As a recipient of MAP’s tertiary care project, MAP funded 50% of Baraa’s treatment, topping up the other half provided by UNRWA. MAP’s role as a gap-filling organization has huge benefits in this context – these operations are expensive, and even with the cost halved by UNRWA, few refugee families can afford them. 96% of Palestinians in Lebanon rely on the UN and organisations like MAP to facilitate medical aid. Particularly for recent Syrian-Palestinian arrivals in Ein el-Hilweh, less embedded in the camp’s local community, the possibility of fundraising among their neighbours is limited, and without insurance many have to choose between forgoing healthcare and falling into deeper cycles of debt and poverty.

With MAP’s help, Baraa’s operation could take place, and her huge smile was a testament to the surgery’s success – she is now safe and well. It was a pleasure to meet her looking so happy, and her parents so relieved. They expressed to me how deeply felt their gratitude was to MAP and the doctors at the hospital, where she received good care.

Talking more to the family about their lives in Ein el-Hilweh, I can better imagine the strain Baraa’s illness has placed on their situation. Mohammad has been unable to find work in the camp. He is hoping to secure a job as a garbage collector, as he did back in Syria, but for the moment the family is entirely reliant on aid to survive. They are supported by UNRWA, but most of this money is sucked up by the rent – which at 200,000LL (around £83) for one room is very high – and leaves little spare for anything else. Though beautifully clean, a fact Nadia takes pride in, the room is small, and home to a family of 8 people. With other buildings constructed higgledy-piggledy around it, little natural light penetrates, and the walls are damp. Nadia tells us that the doctors have warned them this humidity is bad for Baraa’s heart. They hope to move somewhere larger, and are asking around, but the camp is only getting fuller, and they could not currently afford any increase in rent.

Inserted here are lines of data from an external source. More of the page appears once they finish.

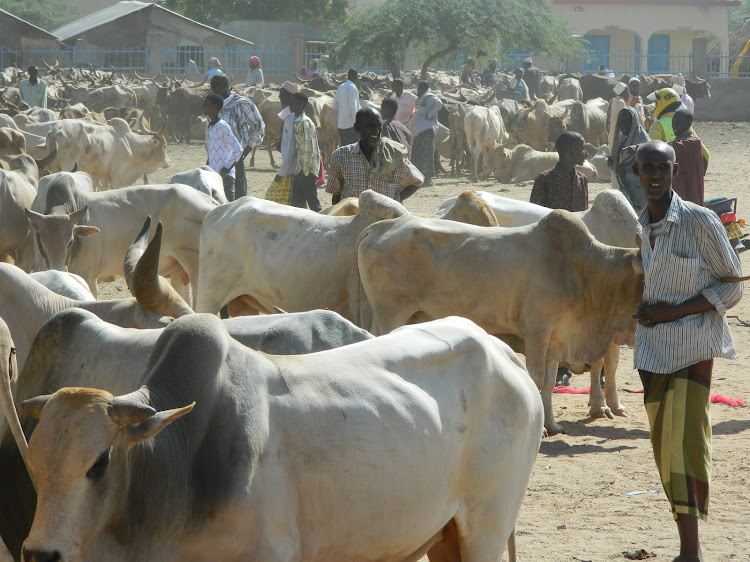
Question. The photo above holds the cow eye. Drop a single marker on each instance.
(97, 470)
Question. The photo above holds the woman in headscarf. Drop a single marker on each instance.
(255, 74)
(628, 133)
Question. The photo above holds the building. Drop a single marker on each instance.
(18, 36)
(646, 36)
(161, 40)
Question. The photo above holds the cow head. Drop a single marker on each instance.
(79, 455)
(57, 236)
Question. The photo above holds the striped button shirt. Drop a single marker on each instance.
(689, 257)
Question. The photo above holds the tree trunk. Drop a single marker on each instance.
(392, 63)
(452, 46)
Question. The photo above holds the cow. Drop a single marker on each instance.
(610, 219)
(550, 286)
(112, 154)
(205, 180)
(484, 127)
(464, 416)
(570, 89)
(266, 247)
(587, 119)
(523, 163)
(89, 233)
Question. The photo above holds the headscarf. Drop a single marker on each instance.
(636, 135)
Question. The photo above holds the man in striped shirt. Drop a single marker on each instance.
(689, 266)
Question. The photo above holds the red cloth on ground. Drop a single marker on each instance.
(688, 183)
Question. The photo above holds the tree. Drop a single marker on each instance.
(214, 12)
(441, 28)
(46, 14)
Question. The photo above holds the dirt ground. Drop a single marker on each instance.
(576, 507)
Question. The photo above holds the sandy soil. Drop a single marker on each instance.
(576, 507)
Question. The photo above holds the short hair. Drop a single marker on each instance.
(301, 98)
(220, 78)
(655, 146)
(215, 100)
(389, 105)
(567, 139)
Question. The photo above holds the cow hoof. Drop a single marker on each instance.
(601, 412)
(553, 428)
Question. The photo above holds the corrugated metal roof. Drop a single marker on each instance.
(3, 13)
(119, 10)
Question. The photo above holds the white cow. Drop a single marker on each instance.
(274, 456)
(484, 128)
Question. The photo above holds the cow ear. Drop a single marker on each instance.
(34, 406)
(147, 429)
(84, 231)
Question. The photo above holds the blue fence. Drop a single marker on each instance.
(125, 60)
(233, 61)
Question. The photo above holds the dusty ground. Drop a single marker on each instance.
(576, 507)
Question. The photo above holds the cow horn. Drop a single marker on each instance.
(152, 291)
(44, 163)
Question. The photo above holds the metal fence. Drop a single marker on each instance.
(125, 60)
(233, 61)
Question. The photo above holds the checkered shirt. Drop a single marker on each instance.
(349, 175)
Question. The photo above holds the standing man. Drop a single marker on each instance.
(34, 89)
(620, 101)
(371, 163)
(425, 126)
(346, 102)
(392, 128)
(222, 146)
(681, 327)
(307, 161)
(407, 102)
(532, 76)
(255, 73)
(247, 125)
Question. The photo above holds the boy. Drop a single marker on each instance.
(304, 189)
(223, 148)
(681, 327)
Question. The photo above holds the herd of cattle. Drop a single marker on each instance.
(301, 436)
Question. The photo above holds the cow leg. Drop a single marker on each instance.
(611, 361)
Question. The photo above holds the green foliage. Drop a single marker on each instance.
(214, 12)
(440, 28)
(47, 14)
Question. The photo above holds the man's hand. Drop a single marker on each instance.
(650, 315)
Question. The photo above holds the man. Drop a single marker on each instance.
(517, 89)
(255, 73)
(691, 156)
(247, 125)
(34, 89)
(407, 102)
(372, 163)
(223, 148)
(667, 102)
(532, 76)
(392, 128)
(307, 158)
(346, 101)
(681, 327)
(489, 74)
(620, 101)
(424, 128)
(564, 187)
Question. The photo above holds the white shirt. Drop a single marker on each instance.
(689, 256)
(407, 104)
(222, 146)
(347, 102)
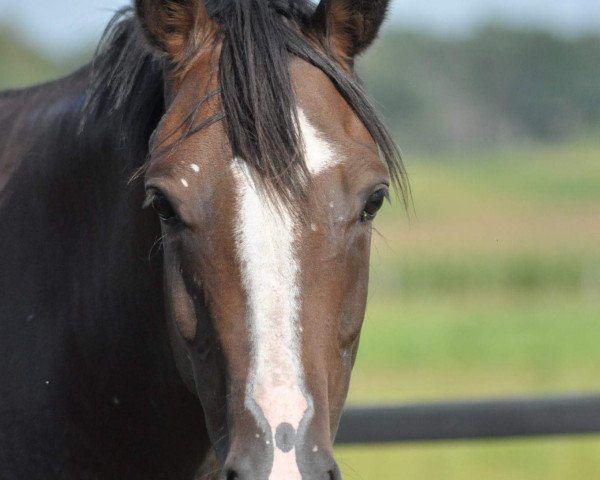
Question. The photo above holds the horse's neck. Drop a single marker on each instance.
(77, 241)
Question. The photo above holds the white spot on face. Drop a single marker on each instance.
(319, 154)
(267, 254)
(266, 239)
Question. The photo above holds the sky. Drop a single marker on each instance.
(66, 25)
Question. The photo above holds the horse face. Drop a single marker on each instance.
(266, 296)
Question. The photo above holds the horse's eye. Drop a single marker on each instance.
(162, 206)
(373, 205)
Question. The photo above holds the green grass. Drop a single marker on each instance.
(491, 289)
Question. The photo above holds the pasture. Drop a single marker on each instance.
(491, 289)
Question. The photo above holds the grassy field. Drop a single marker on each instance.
(491, 289)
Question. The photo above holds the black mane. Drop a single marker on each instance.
(258, 37)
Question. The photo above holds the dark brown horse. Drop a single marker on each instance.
(265, 165)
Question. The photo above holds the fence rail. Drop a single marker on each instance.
(471, 420)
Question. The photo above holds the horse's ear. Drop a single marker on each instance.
(349, 26)
(175, 27)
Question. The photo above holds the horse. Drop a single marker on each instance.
(184, 251)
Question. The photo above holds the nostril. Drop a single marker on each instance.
(334, 474)
(232, 475)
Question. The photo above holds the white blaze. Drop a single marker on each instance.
(266, 238)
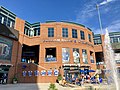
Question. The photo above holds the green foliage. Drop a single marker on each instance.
(59, 77)
(15, 79)
(52, 87)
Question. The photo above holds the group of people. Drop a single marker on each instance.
(80, 80)
(3, 79)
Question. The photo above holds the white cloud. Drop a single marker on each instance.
(105, 2)
(113, 27)
(88, 10)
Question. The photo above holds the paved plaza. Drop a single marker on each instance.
(45, 86)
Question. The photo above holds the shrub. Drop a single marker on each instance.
(59, 77)
(52, 87)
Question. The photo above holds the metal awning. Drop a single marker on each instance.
(9, 32)
(5, 64)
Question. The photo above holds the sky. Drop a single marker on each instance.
(78, 11)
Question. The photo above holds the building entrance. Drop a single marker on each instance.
(4, 74)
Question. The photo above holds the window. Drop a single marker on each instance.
(50, 32)
(91, 57)
(50, 54)
(115, 40)
(74, 33)
(84, 56)
(0, 19)
(5, 21)
(89, 37)
(64, 32)
(97, 41)
(82, 35)
(8, 22)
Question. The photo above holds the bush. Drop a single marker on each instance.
(52, 87)
(59, 77)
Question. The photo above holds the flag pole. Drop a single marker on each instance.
(99, 17)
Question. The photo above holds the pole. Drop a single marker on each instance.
(99, 17)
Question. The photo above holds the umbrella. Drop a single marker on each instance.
(82, 71)
(91, 71)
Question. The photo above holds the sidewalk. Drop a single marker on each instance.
(45, 86)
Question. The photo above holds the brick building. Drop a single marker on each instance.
(38, 52)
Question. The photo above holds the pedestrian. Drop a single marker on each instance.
(97, 78)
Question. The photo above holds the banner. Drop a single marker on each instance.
(49, 72)
(36, 73)
(29, 73)
(24, 73)
(65, 55)
(43, 73)
(84, 56)
(56, 72)
(76, 55)
(5, 48)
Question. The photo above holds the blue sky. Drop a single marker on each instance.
(79, 11)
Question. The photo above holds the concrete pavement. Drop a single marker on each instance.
(45, 86)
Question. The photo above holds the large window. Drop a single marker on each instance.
(36, 31)
(84, 56)
(0, 19)
(65, 55)
(74, 33)
(5, 48)
(50, 32)
(50, 54)
(82, 35)
(76, 55)
(97, 41)
(7, 21)
(89, 37)
(64, 32)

Nadia and Mohammad describe the difficulties of their journeys to Lebanon, and of trouble on the border. Palestinian refugees are systematically discriminated against by Lebanese immigration officials, forced to wait for hours at checkpoints, and are often unable to cross. Mohammad hoped to be in Lebanon for Baraa’s surgery, to wish her well when she went into hospital and be present when she opened her eyes – but he was detained at the border and eventually turned away, forced to make the perilous journey back to Damascus.

Even once within the camp, Palestinian refugees from Syria face discrimination. Nadia says the existing population perceive them as competing for the limited jobs available, and are resentful of the extra resources they believe are being given to newcomers. The family clearly find this upsetting: they tell me ‘we did not want to come, we had to come’. Nadia and Mohammad have local friends and relatives who have also made the journey to Ein el-Hilweh, which has helped. But issues of integration remain. One of their other daughters is also at home – she has learning difficulties and is refusing to attend school. For any child, starting a new school in a new place is a daunting prospect. When combined with a shift in language – school in Syria is taught in Arabic, but school in the Lebanese camps is taught in English – many children will spend this early period of education feeling alienated and unable to learn.

In a society that is overcrowded and under-resourced, the Syrian refugee crisis is putting pressure on everybody. Though almost everyone in the camp shares Palestinian heritage, and silhouettes of Palestine are sprayed on public walls, within these desperate circumstances tensions erupt easily among neighbours, and violence and insecurity are facets of life.